Why is CUDA not increasing performance?

Hi,

I’m training an autoencoder using this set of scripts (specifically the attention-based parts) with cuda.
I’ve enabled cuda on every tensor I can find, and also set the usual suspects:

model.cuda()
torch.backends.cudnn.benchmark = True
torch.backends.cudnn.fastest = True

It’s definitely enabled and I can see a bit of GPU memory in use, but there is no performance speed-up at all. In fact (probably due to all the additional initialisation) I’m seeing a marginal decrease in performance.

Am I missing something obvious, or are the tensor operations simply not particularly suited to GPU?

Note: functionally the scripts work exactly as expected and produce a working trained model.

Thanks!

Hi…
Let’s start the talk by understanding your machinery.
What base OS do you have ?
Its a local machine or are you running in Cloud Computing ?
What version of Cuda, Cudnn, PyTorch, and Otther Libraries do you have?
How many Cores in CPU and What Model of GPU do you have ?
How many GPUs ?
How did you installed each piece of Software ?
Pre-compiled or did you compiled yourself ?
If so what tutorials have you used or what scripts have you used to do so ?

Let’s start the debate from there.

Hi,

Thanks, I should maybe have clarified, I’m already running other scripts successfully using cuda on this instance. For example there is a set of RNNs for which I’m seeing a very clear 15X speed-up when enabling cuda. Although the attention-based autoencoder works a little differently, I was hopeful of seeing at least a measurable increase when enabling cuda.

What I’m trying to understand is why there isn’t any improvement in performance. For example, are the type of tensor operations in the attention-based autoencoder not optimised for GPU? Or am I missing something more obvious?

I don’t want to clutter the thread with my version of the scripts, but basically I perform an initial check with:

torch.cuda.is_available()

This succeeds as True, and subsequent enablings of cuda on tensors proceed without error.

Regarding your question, I’ve tried the attention-based scripts (with some modifications for cuda) on two different Cloud platforms.
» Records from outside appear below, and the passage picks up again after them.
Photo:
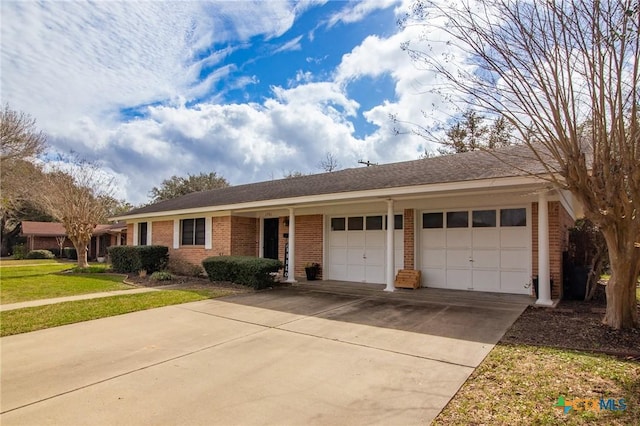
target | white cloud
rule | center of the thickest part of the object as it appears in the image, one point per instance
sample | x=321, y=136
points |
x=357, y=11
x=289, y=46
x=73, y=66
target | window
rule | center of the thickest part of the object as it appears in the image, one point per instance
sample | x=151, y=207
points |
x=356, y=223
x=374, y=223
x=142, y=233
x=432, y=220
x=484, y=218
x=458, y=219
x=513, y=217
x=193, y=233
x=338, y=224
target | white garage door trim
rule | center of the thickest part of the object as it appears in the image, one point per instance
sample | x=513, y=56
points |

One of them is an AWS Sagemaker instance, info below.

Instance type: ml.p2.xlarge (4 X vCPU, 1 X K80 GPU, 61GiB Memory)
Notebook kernel: conda_pytorch_p27
Kernel: 4.14.72-68.55.amzn1.x86_64 (Amazon modified)
OS: Red Hat 7.2.1-2
Pytorch: 0.4.1
Cuda: 9.2.148
Cudnn: 7104

These are all provided by Sagemaker by default.

Thanks!

Hi again,

Thanks to let me understand your environment a little bit.

There is some occasions that CPU and GPU may have the same performance.
It depends the architecture of your network, may depend of the data volume are you using.

May be the Network is too shallow.
May be increasing the batch size of your GPU training you can see the difference compared to your CPU.
May the code have some latency between each batch sent to the GPU.
Without see your code/model and the way your data is trained is hard to have a clue of it.

Note: GPU accelerates matrix computations but if your computations are not so big or difficult at all to compute almost the same performance can be achieved by the CPU. ( a modern GPU 1024+ threads while the top CPU today has only 200 threads).

Your instance has 4 cores that may give 8 threads, but to me it means your data is very easy to process that the CPU doesn’t have problems at all to do it.

Hi!

Thanks for the explanation, I see what you’re getting at.
As per your suggestion I’m going to play around a bit more with the input and hyperparameters. I’ll post back with any new findings.